Conventionally, the process of polishing a watch outer case has been carried out by hand by a skilled worker and has not been automated.
The polishing process can be roughly divided into coarse polishing, intermediate polishing and finishing polishing.
The construction of a coarse polishing apparatus conventionally used for polishing a watch outer case is shown in FIG. 15. In FIG. 15, the rotation shaft 2 of a polishing wheel 1 is supported in a predetermined spacial position. A plate 4 for a watch outer case 3 to be placed on is disposed with a small gap between it and the polishing wheel 1. The plate 4 is supported on a fixed base 7 by a plate arm 6 having screws 5a, 5b at its ends for changing the set position and attitude (angle) of the plate 4.

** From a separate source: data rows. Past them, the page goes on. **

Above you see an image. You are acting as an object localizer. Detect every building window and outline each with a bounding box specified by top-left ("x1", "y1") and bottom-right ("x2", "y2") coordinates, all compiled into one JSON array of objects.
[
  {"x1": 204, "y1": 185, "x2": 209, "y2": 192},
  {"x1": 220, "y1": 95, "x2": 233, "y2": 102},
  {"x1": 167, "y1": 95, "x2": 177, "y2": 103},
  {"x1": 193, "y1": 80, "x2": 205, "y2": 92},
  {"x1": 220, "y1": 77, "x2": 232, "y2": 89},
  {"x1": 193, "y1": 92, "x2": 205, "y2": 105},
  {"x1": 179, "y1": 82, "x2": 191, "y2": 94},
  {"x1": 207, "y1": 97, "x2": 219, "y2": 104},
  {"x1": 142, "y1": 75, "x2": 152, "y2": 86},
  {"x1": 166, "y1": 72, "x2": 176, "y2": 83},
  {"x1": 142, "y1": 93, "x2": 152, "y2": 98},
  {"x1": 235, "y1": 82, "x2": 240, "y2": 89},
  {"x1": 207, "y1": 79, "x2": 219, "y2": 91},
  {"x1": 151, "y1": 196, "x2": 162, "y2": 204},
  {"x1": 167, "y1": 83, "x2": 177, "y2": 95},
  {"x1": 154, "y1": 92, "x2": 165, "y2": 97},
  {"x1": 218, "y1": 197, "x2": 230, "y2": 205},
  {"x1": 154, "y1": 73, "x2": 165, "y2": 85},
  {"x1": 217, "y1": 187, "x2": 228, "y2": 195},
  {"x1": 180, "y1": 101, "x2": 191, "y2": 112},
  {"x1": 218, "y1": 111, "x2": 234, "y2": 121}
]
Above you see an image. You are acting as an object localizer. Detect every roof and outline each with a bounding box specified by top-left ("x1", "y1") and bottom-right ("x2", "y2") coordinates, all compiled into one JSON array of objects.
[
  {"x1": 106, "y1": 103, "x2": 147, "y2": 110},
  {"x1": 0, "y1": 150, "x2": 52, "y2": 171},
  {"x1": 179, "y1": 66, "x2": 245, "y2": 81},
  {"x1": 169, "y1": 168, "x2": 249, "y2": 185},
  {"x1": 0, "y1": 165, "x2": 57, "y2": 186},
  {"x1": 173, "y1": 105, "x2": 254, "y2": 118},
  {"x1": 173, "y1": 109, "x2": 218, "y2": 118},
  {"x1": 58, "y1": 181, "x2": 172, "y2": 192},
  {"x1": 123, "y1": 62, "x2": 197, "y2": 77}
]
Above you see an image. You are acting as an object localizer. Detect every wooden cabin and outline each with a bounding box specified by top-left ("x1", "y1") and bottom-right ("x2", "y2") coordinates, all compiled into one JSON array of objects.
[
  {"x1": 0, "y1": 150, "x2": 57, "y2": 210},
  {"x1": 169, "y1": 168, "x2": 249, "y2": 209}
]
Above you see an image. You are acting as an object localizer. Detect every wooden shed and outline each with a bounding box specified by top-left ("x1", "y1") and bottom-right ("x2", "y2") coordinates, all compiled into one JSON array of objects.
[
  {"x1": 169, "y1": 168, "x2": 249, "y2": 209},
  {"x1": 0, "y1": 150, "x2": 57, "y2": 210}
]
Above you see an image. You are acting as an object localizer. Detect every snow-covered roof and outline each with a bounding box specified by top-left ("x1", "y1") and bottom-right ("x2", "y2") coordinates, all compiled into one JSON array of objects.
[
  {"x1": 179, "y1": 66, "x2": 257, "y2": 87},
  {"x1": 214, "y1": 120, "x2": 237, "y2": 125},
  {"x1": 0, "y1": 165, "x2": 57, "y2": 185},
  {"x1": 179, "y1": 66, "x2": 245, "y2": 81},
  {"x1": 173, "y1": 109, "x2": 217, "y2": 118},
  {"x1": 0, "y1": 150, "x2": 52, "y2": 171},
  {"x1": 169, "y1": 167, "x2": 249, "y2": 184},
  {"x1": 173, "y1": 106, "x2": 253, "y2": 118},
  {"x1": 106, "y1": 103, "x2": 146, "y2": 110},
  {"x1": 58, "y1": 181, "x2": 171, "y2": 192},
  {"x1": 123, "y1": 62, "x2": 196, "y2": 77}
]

Using this arrangement, a worker carries out polishing in the following way:
The worker first places a watch outer case 3 on the plate 4. Then, with the underside of the watch outer case 3 in contact with the upper surface of the plate 4, the watch outer case 3 is slid toward the polishing wheel 1 and brought into contact with the polishing wheel 1. With the contact between the underside of the watch outer case 3 and the upper surface of the plate 4 still being maintained after the watch outer case 3 is brought into contact with the polishing wheel 1, the area of the watch outer case 3 making contact with the polishing wheel 1 is progressively changed as polishing is carried out. At this time, when polishing a watch outer case 3, it is necessary to polish the curved surfaces of the watch outer case 3 three-dimensionally. To do this, the worker adjusts the angle of the plate 4 to suit the surface being polished each time the surface being polished changes.

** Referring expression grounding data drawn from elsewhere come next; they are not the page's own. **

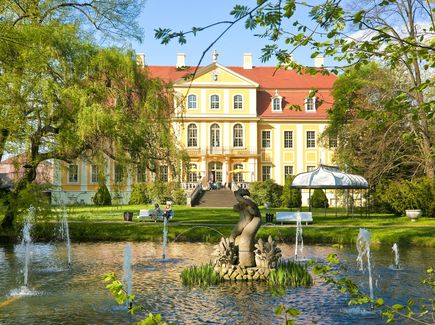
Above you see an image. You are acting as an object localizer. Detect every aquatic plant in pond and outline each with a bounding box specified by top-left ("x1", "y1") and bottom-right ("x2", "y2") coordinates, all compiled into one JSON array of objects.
[
  {"x1": 180, "y1": 263, "x2": 221, "y2": 287},
  {"x1": 268, "y1": 260, "x2": 313, "y2": 288}
]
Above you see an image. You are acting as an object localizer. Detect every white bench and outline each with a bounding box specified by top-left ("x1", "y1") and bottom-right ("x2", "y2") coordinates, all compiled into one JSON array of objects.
[
  {"x1": 276, "y1": 212, "x2": 313, "y2": 225},
  {"x1": 137, "y1": 209, "x2": 174, "y2": 221}
]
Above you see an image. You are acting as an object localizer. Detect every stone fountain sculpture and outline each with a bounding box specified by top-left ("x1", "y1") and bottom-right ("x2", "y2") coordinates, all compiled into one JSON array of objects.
[{"x1": 212, "y1": 188, "x2": 281, "y2": 280}]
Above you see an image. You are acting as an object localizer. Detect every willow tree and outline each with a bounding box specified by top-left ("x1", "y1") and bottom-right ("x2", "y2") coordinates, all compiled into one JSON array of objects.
[{"x1": 0, "y1": 1, "x2": 182, "y2": 229}]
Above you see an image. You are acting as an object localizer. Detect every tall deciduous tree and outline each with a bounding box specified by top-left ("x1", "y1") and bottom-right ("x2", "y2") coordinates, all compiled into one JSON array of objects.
[
  {"x1": 156, "y1": 0, "x2": 434, "y2": 177},
  {"x1": 0, "y1": 1, "x2": 182, "y2": 229}
]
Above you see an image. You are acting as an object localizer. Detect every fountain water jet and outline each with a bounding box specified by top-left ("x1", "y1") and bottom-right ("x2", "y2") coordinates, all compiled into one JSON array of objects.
[
  {"x1": 356, "y1": 228, "x2": 374, "y2": 307},
  {"x1": 162, "y1": 215, "x2": 168, "y2": 259},
  {"x1": 122, "y1": 243, "x2": 133, "y2": 309},
  {"x1": 392, "y1": 243, "x2": 400, "y2": 270},
  {"x1": 22, "y1": 206, "x2": 35, "y2": 287},
  {"x1": 294, "y1": 212, "x2": 304, "y2": 261},
  {"x1": 60, "y1": 207, "x2": 72, "y2": 267}
]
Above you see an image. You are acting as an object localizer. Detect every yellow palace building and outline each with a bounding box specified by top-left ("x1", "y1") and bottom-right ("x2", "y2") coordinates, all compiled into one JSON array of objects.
[{"x1": 52, "y1": 52, "x2": 337, "y2": 205}]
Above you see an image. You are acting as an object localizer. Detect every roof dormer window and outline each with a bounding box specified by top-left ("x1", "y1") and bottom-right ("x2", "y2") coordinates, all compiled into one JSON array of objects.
[
  {"x1": 271, "y1": 90, "x2": 283, "y2": 112},
  {"x1": 305, "y1": 96, "x2": 316, "y2": 112}
]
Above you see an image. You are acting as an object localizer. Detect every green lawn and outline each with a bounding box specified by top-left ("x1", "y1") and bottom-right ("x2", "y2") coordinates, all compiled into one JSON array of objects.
[{"x1": 1, "y1": 204, "x2": 434, "y2": 247}]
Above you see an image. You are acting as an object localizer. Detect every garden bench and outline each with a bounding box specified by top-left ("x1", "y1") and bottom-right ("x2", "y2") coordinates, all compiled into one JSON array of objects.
[
  {"x1": 137, "y1": 209, "x2": 174, "y2": 221},
  {"x1": 275, "y1": 212, "x2": 313, "y2": 225}
]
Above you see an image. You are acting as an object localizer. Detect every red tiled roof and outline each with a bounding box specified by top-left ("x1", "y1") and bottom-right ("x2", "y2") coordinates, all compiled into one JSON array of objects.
[{"x1": 147, "y1": 65, "x2": 335, "y2": 119}]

Because the operation must be performed by a skilled worker, the cost of a conventional, manual polishing operation has been high. Also, in recent years, the adoption of high-variety, low-quantity production has been progressing in the watch industry, and there has been the risk that even if a fixed sequence automatic polishing machine were to be developed it would not be flexible enough to cope with the demands of this kind of production.
Therefore, to solve the problems mentioned above, there has been a need to introduce a manipulator for realizing automation in the field of watch outer case polishing.
However, most manipulators which have been used for polishing in other fields hold the polishing wheel rather than the work and therefore are not suitable for introduction unchanged into the field of watch outer case polishing. Using such a manipulator for watch outer case polishing involves problems such as, since the polishing wheel is large and heavy, it is dynamically and controlwise, difficult to move. Because of this, also from the point of view of energy saving, the development of a manipulator which holds the watch outer case has been desired.
Also, even in the case of a manipulator which holds the work, with the kind of control which has conventionally been carried out there has been the following kind of problem: In FIGS. 16(a) to (d), a manipulator not shown in the drawings holds a piece of work 21. For example as shown in FIG. 16 (a), polishing is carried out by the work 21 being pressed against the polishing wheel 1 in the X direction with a force of 1 N! while the work 21 is moved in the Y direction as shown in FIG. 16(b). FIG. 16(c) shows a case wherein the above-mentioned control is continued unchanged even when there is a change in the polishing surface, and FIG. 16(d) shows a case wherein when there is a change in the polishing surface the attitude of the work 21 is changed and then the above-mentioned control is continued. From the viewpoint that force and position are controlled simultaneously the above-mentioned control is called hybrid control, but the control is completely divided into force control in the X direction and position control in the Y direction. Because of this, movement in the X direction is determined on the basis of force information only, and when there is a change in the polishing surface of the work 21 the X component of a detected force value for example falls and the manipulator tries to compensate this result and tends to cause vibration by overextending.
Furthermore, because hybrid control involves complicated matrix calculations, it is necessary to devise a mechanical construction suited to matrix calculation with which for example outside force estimation is easy.
Also, there is a need to be able to use a single manipulator with a plurality of polishing wheels 1 such as one for normal use and a spare or ones having different polishing grades.
Furthermore, to detect reaction forces at joint parts of the manipulator, force sensors and torque sensors or the like are provided for example in a wrist part of the manipulator, and there has been the problem that the proportion of the overall cost of the manipulator expended on such sensors is high.